- The paper introduces a novel mixture of noise levels that enables task-agnostic training for robust, multimodal audiovisual synthesis.
- It leverages vectorized noise scheduling within a transformer backbone to efficiently capture temporal dependencies and cross-modal interactions.
- Experiments demonstrate significant improvements in audiovisual coherence and synthesis quality across diverse datasets and generative tasks.
Introduction
This paper presents a general-purpose framework for audiovisual sequence generation based on diffusion models, entitled the Audiovisual Diffusion Transformer (AVDiT) with Mixture of Noise Levels (MoNL) (2405.13762). The approach introduces a novel, modality- and temporally-variant noise scheduling technique for training a single model across a diverse set of conditional distributions in the joint audio-video latent space. Unlike prior methods that require task-specific models or rely on inference-time tricks for conditional sampling, the MoNL paradigm enables task-agnostic training and efficient inference for arbitrary conditional and joint generation modes, including cross-modal audio-to-video (A2V), video-to-audio (V2A), multimodal interpolation, and joint unconditional sampling.

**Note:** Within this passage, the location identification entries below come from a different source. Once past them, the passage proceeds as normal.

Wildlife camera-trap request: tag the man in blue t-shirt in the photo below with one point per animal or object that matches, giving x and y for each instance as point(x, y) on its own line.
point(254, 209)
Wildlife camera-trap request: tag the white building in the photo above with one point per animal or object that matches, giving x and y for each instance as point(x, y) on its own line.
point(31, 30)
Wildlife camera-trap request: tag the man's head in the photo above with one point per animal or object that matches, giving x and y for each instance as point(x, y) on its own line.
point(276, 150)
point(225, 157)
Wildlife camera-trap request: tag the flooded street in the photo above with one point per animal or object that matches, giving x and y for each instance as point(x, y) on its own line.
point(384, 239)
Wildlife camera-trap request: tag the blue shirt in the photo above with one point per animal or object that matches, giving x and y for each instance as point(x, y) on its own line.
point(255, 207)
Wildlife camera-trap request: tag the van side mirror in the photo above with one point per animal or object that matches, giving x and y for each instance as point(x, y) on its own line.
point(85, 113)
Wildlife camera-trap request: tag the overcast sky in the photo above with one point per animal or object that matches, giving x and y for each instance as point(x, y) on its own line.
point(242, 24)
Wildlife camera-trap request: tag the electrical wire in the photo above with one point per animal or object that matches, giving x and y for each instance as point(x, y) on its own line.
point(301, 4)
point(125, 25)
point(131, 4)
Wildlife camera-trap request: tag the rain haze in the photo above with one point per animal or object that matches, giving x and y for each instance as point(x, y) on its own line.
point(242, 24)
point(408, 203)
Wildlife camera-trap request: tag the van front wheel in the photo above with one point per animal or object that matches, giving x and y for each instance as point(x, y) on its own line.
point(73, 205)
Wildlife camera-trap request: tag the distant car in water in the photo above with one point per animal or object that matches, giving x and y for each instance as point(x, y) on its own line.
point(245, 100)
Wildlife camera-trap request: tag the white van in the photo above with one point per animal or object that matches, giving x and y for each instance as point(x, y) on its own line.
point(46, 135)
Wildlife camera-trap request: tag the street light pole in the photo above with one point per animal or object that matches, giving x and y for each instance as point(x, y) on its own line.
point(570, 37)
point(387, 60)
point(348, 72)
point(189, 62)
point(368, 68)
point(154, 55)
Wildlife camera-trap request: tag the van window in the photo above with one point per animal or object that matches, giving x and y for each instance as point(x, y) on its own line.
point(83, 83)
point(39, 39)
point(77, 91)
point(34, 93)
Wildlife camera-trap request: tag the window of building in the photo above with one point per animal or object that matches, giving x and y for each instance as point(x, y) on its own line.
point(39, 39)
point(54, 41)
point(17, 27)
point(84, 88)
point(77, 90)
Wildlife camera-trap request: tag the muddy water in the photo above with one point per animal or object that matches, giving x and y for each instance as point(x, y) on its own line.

Model Architecture and Training Paradigm
The core innovation is to parameterize diffusion timesteps as a vector rather than a scalar, enabling noise to be injected at different intensities for each time-segment and each modality within the input sequence. This mixture of noise levels facilitates the learning of arbitrary conditionals, as different substructures of the input (across time or between modalities) can remain clean or be noised per training instance. During training, different "timestep assignment strategies" (vanilla, per-modality, per-time, per-modality-per-time) are randomly sampled, thus exposing the model to all possible partial conditioning regimes.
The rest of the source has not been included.